I used [go-pow](github.com/bwesterb/go-pow) as my PoW algorithm.
### Main
Once that was done, all that's left to do is fill up the [cmd](./cmd) folder
with the `main` files (client and server) that satisfy functional requirements.
I called the server - `teach`; and the client is called - `learn`.
For the server, I found some quotes
[here](https://github.com/gophergala/wisdom/blob/master/data/populate_db.go_example)

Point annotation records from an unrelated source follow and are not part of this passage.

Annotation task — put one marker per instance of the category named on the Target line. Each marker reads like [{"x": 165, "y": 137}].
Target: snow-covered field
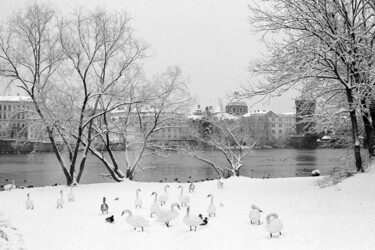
[{"x": 338, "y": 217}]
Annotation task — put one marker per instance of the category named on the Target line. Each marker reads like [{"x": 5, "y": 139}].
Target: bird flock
[{"x": 167, "y": 214}]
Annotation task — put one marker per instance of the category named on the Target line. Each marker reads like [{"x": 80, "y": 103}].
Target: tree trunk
[{"x": 353, "y": 119}]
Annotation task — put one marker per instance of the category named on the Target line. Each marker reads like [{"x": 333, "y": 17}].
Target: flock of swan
[{"x": 163, "y": 215}]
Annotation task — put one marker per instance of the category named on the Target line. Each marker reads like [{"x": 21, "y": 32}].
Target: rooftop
[{"x": 15, "y": 98}]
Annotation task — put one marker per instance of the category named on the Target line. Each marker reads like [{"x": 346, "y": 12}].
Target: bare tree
[
  {"x": 324, "y": 43},
  {"x": 224, "y": 134},
  {"x": 30, "y": 55}
]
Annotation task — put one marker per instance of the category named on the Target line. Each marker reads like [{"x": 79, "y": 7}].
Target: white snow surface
[{"x": 338, "y": 217}]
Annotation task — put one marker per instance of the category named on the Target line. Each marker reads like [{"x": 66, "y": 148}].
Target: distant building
[
  {"x": 14, "y": 118},
  {"x": 236, "y": 108}
]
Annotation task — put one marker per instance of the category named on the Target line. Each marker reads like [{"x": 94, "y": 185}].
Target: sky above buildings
[{"x": 210, "y": 40}]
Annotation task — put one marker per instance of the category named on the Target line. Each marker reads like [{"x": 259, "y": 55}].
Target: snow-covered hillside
[{"x": 338, "y": 217}]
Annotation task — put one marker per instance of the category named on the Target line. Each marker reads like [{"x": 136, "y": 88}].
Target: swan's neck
[{"x": 156, "y": 198}]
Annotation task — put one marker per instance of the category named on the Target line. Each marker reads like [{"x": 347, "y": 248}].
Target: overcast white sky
[{"x": 209, "y": 39}]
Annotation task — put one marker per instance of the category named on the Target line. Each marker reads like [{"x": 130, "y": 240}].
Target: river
[{"x": 43, "y": 169}]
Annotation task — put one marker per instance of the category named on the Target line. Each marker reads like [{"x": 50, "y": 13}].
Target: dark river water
[{"x": 43, "y": 169}]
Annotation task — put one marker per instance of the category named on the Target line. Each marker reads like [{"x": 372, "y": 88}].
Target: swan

and copied them over as strings.
### Dockerization
Dockerfiles are stored in the [.docker](./.docker) folder. The resulting images
are built `FROM scratch` and contain just the Go binary, which makes them nice
and lightweight at around 3MB each.
```text
REPOSITORY TAG IMAGE ID CREATED SIZE
learn latest d2a74e15d055 17 minutes ago 3.19MB
teach latest 0dfd6d881028 17 minutes ago 3.26MB
```
## Notes
I wouldn't call this a _production-ready_ technology. The server doesn't
implement any kind of graceful connection handling (e.g. telling the client
what's wrong in case of a transaction error).
This is simply a PoC server that uses PoW to PIMAGSE (prove I'm a good software
engineer). Yeah, it's a pun. Hope you appreciate a little bit of humour.